Mathew
era un médico joven que trabajaba de interno en un frío hospital de
Washington. Eran su vocación y sus ganas por salvar vidas las que le
mantenían en pie en sus interminables guardias de hasta 36 horas
seguidas.
Aquella
noche fue especialmente dura, el servicio de urgencias no tuvo
descanso y, por primera vez en su vida, Mathew tuvo que encargarse de
un paciente sin el respaldo de otro doctor.
Lucho
por la vida de aquella chica de apenas 22 años, pero desde que llegó
la habían considerado un caso perdido y en el hospital habían
decidido priorizar a otros pacientes.
Incluso
si Mathew hubiese obrado un milagro y aquella joven hubiese
sobrevivido, sus lesiones eran tan graves que, probablemente, hubiese
quedado en estado vegetativo.
Priorizando
a otros pacientes habían conseguido salvar la vida a tres personas,
en lo que había sido el pero accidente de trafico que se recordaba
en la región.
Mathew
era consciente de que la chica nunca tuvo posibilidades de
sobrevivir, pero aún así tuvo que tragar saliva para contener las
lágrimas mientras le ponía la pulsera negra a la fallecida. Aquella
pulsera negra era un protocolo del hospital que servía para marcar a
un difunto y señalar hora y causa de la muerte.
Generalmente
las enfermeras eran las encargadas de hacer aquello, pero Mathew
pensó que haciéndolo él el recuerdo de su primer fracaso le
serviría para aprender y madurar.
Memorizó
cada una de las facciones de aquel juvenil y femenino rostro, y la
cubrió con una sabana para que la llevasen al depósito de
cadáveres.
Al
finalizar su turno tenía la cara demacrada por el cansancio y el
fuerte impacto emocional de perder a su primer paciente. En su mente
repasaba cada uno de sus pasos y trataba de descubrir cuál fue su
error. Pero incluso él sabía que su proceder había sido impecable
y que, cuando a alguien le llega la hora, es inútil luchar contra el
destino.
Con
esa apariencia entró en el ascensor para dirigirse a la séptima
planta, cambiarse la ropa e ir a dormir a su casa. Eran las cuatro de
la madrugada y el hospital parecía vacío. Tan absorto iba que no se
percató de la mujer que había dentro del ascensor y que le saludó:
-Y
yo que creía que tenía mala cara... Pero, chico ¿Qué te ha
pasado?
Mathew
miró a la mujer, de unos cuarenta años, que le sonreía desde aquel
semblante casi tan pálido como el suyo:
-Hoy
ha sido un día muy duro. Estoy agotado y además he perdido a mi
primer paciente - Contestó mientras ponía un gesto que denotaba sus
ganas de llorar.
-Pues,
por la cara que pones, estoy segura de que has hecho todo lo que
podías, no seas tan duro contigo.
-Muchas
gracias, probablemente mañana pueda verlo de otra forma.- Respondió
mientra se giraba para comprobar por qué las puertas del ascensor se
abrían en una planta que ninguno de los dos había marcado.
Fuera
vio la silueta de una joven en mitad del pasillo, que empezó a
girarse hacia ellos cuando terminaron de abrirse las puertas.

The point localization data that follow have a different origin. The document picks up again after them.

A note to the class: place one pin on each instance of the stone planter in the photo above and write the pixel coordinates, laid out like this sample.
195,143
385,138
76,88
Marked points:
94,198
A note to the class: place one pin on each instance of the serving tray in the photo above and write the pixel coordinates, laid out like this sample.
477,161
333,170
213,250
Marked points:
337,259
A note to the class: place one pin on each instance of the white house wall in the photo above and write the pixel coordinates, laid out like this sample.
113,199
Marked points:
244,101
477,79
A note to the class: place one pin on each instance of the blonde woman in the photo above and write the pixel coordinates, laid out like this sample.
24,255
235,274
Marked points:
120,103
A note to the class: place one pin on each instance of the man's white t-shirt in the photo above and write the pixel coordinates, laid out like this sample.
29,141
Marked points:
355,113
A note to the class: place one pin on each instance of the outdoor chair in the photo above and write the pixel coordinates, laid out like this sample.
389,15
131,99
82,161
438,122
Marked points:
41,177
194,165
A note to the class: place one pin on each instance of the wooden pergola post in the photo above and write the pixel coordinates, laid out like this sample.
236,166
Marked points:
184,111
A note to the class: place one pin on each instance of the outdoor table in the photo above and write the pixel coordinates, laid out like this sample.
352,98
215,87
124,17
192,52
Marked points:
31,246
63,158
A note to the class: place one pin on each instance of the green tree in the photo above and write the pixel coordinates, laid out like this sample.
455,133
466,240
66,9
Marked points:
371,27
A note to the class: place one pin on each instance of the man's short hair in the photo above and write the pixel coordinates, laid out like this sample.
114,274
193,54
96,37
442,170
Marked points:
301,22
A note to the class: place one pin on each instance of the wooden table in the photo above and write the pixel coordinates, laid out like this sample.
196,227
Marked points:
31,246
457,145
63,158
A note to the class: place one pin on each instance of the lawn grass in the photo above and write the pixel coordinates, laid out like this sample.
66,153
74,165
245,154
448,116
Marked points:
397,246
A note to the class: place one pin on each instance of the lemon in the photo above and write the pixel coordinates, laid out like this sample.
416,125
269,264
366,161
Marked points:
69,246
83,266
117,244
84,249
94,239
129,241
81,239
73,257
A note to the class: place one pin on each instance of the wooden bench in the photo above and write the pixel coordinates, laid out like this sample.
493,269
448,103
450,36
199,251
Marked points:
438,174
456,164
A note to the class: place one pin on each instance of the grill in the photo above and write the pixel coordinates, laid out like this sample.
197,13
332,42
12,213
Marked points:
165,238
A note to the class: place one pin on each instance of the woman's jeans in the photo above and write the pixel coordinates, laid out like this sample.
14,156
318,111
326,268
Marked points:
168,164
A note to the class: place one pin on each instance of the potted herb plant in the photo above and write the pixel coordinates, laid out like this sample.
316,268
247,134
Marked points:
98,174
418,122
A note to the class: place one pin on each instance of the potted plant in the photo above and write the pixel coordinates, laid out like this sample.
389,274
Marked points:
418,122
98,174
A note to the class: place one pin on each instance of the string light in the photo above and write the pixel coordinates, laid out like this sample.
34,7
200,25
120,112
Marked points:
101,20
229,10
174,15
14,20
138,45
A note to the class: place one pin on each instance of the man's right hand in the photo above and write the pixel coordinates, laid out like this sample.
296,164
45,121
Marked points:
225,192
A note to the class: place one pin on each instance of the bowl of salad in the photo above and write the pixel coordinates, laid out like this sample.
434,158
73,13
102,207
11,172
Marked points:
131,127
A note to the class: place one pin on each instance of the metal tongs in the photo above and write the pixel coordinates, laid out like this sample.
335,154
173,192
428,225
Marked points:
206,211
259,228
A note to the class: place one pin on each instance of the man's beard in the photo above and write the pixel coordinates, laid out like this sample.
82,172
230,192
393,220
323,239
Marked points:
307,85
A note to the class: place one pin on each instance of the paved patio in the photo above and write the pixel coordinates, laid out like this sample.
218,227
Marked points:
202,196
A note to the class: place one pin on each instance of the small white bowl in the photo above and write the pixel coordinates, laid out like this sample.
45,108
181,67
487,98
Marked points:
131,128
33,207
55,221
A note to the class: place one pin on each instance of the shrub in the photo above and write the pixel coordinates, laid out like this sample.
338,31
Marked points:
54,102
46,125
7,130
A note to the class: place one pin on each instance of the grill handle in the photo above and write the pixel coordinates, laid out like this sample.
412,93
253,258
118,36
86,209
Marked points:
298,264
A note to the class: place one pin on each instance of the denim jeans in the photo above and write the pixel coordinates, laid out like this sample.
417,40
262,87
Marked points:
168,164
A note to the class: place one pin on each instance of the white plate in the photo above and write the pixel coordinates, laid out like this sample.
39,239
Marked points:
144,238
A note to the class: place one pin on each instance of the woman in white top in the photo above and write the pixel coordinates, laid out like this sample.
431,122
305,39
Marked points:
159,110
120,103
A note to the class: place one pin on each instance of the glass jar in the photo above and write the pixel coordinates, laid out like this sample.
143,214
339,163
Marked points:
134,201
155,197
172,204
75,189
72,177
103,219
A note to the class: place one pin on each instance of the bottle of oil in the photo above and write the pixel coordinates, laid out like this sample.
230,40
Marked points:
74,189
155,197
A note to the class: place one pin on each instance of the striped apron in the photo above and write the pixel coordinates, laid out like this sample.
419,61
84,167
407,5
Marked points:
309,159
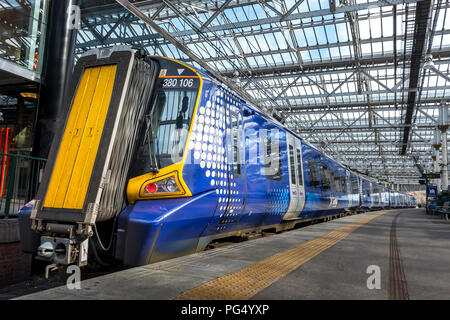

Mathew
dio un salto hacia atrás y cayó al suelo al ver el rostro de
aquella chica. Comenzó a apretarse contra la pared del ascensor
mientras señalaba, con el rostro demudado por el terror, a la joven
que se acercaba hacia ellos. Recuperando algo de control sobre su
cuerpo, se abalanzó sobre el panel del ascensor y presionó
reiteradamente el botón para que se cerrasen las puertas.
La
mujer se quedó mirándole perpleja cuando la puerta se cerró a
menos de un metro de la joven que trataba de entrar.
-Esa...esa
chica - Dijo tartamudeante - Yo mismo la vi morir, no puede hacer
nada para salvarla. Yo le puse esa pulsera negra.
La
mujer, que se había mantenido pegada a la pared, sonrió y mientras
levantaba un brazo preguntó:
-¿Una
pulsera como ésta?
Mathew
se giró y vio como su muñeca portaba una pulsera de color negro
idéntica a las que usaban en el hospital. Se desmayó de la
impresión y, en su caída, agarró fugazmente el brazo que le
mostraba la mujer.
Minutos
después encontraron a Mathew muerto en el suelo del ascensor. Todos
atribuyeron su muerte al estrés y la impresión por la muerte de su
paciente, lo que pudo haberle provocado un infarto.
Cuando
se llevaron su cuerpo, alguien se percató de que, en la mano, el
fallecido portaba una pulsera negra, rota por la mitad, perteneciente
a una mujer que había muerto diez años de atrás.